L'argument selon lequel les pêcheries à grande échelle bénéficient en quelque sorte d'une carte de sortie de prison gratuite du fait qu'elles sont des producteurs de nourriture ne peut plus être soutenu à la lumière de la reconnaissance du fait que la production de nourriture a un coût en termes environnementaux et socio-économiques. Il semble également clair que l'UE adopte une approche de plus en plus agressive à l'égard de cet aspect et est susceptible de prendre note de l'appel des rapports : "Avec la publication de ce rapport, nous appelons à un passage urgent et radical à une pêche à faible impact. Que l'on se place d'un point de vue économique ou environnemental, les coûts réels du chalutage sont trop élevés pour être supportés. Nous devons agir maintenant : nous ne pouvons pas nous permettre de retarder davantage la reconstitution de la mer Méditerranée."
La pêche est plus que jamais sous pression, tant sur le plan politique que financier. Dans le cadre du "Green Deal" européen, les objectifs en matière d'énergie offshore pour 2050, les objectifs de conservation des zones, les objectifs de décarbonisation et le soutien croissant à la production aquacole mettent à mal la domination traditionnelle de la pêche, qui bénéficie d'un accès relativement illimité aux mers européennes.
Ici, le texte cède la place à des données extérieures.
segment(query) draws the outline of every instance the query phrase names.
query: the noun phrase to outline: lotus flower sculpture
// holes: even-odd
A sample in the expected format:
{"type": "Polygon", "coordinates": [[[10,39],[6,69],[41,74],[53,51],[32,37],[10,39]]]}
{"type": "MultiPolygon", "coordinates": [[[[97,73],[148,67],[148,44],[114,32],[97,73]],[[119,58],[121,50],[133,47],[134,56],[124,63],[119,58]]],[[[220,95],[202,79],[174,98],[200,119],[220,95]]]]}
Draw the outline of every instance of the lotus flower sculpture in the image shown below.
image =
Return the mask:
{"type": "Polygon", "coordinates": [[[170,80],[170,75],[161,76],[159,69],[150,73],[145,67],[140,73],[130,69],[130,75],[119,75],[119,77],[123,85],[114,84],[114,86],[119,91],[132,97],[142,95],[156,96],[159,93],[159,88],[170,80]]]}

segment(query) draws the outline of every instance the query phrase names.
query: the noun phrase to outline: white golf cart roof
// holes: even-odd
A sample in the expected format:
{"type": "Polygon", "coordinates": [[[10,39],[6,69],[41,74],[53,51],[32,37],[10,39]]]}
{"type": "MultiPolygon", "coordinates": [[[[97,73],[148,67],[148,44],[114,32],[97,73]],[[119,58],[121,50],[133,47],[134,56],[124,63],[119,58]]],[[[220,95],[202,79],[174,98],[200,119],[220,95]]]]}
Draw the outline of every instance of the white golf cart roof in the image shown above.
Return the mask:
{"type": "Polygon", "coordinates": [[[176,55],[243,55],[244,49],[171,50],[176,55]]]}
Les autorités ont un énorme défi à relever pour résoudre les problèmes décrits dans le rapport. LIFE suggère simplement que les opérateurs qui ont fait leurs preuves en matière de pêche à faible impact, tout en apportant des avantages sociaux et économiques significatifs aux communautés côtières, soient enfin reconnus et récompensés plutôt que stigmatisés en mettant tous les pêcheurs et toutes les pêcheries dans le même sac. Des dispositions pour y parvenir existent dans la PCP 2014, à l'article 17, qui stipule que les États doivent utiliser un système transparent et objectif pour attribuer les possibilités de pêche, en appliquant des critères de nature environnementale, sociale et économique.
Si elle était appliquée dans l'esprit de la loi, cette mesure favoriserait ceux qui pêchent de manière plus durable plutôt que ceux qui pêchent le plus. Au lieu de cela, les États ont choisi de privilégier l'historique des captures à la durabilité. Cela doit changer.
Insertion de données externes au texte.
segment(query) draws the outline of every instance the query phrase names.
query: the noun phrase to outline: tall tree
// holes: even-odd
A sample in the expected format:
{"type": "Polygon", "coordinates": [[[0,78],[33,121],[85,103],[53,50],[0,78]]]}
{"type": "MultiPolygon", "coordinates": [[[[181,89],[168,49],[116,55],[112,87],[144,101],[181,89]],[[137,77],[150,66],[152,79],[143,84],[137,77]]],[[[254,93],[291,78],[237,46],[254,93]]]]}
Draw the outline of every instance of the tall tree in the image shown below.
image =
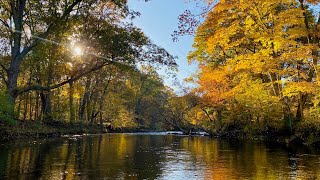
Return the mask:
{"type": "Polygon", "coordinates": [[[42,109],[48,116],[51,90],[72,84],[106,65],[137,61],[175,65],[170,54],[152,44],[141,30],[123,21],[132,15],[126,3],[126,0],[1,1],[0,38],[4,42],[1,78],[10,103],[14,104],[23,93],[40,91],[42,109]],[[83,43],[85,53],[81,58],[70,56],[72,48],[67,47],[70,41],[83,43]],[[39,51],[42,54],[34,56],[39,51]],[[37,81],[32,79],[29,84],[19,82],[28,70],[22,67],[28,66],[26,61],[30,57],[41,59],[34,61],[40,67],[38,75],[43,67],[38,63],[48,61],[47,80],[37,77],[37,81]],[[71,67],[68,74],[61,70],[53,73],[61,64],[71,67]]]}
{"type": "MultiPolygon", "coordinates": [[[[199,26],[189,54],[200,64],[197,81],[205,101],[227,109],[242,104],[279,119],[279,113],[268,113],[276,106],[285,119],[301,121],[319,88],[318,22],[307,3],[318,2],[219,1],[199,26]]],[[[258,113],[254,121],[259,118],[258,113]]]]}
En Europe, seuls 3 poissons consommés sur 10 proviennent de zones de pêche européennes. La Méditerranée ne fournit que 10% des captures européennes, mais avec près de 50% de la flotte de pêche de l'UE. Le Green Deal européen et la stratégie de l'économie bleue envisagent un changement radical dans la façon dont les produits de la mer - ou les aliments bleus comme on les appelle maintenant - sont produits. Le secteur de la pêche doit s'adapter à ces nouvelles réalités ou périr.
[1] Exposer les coûts cachés du chalutage en Méditerranée occidentale par la Fundació ENT et MedReAct.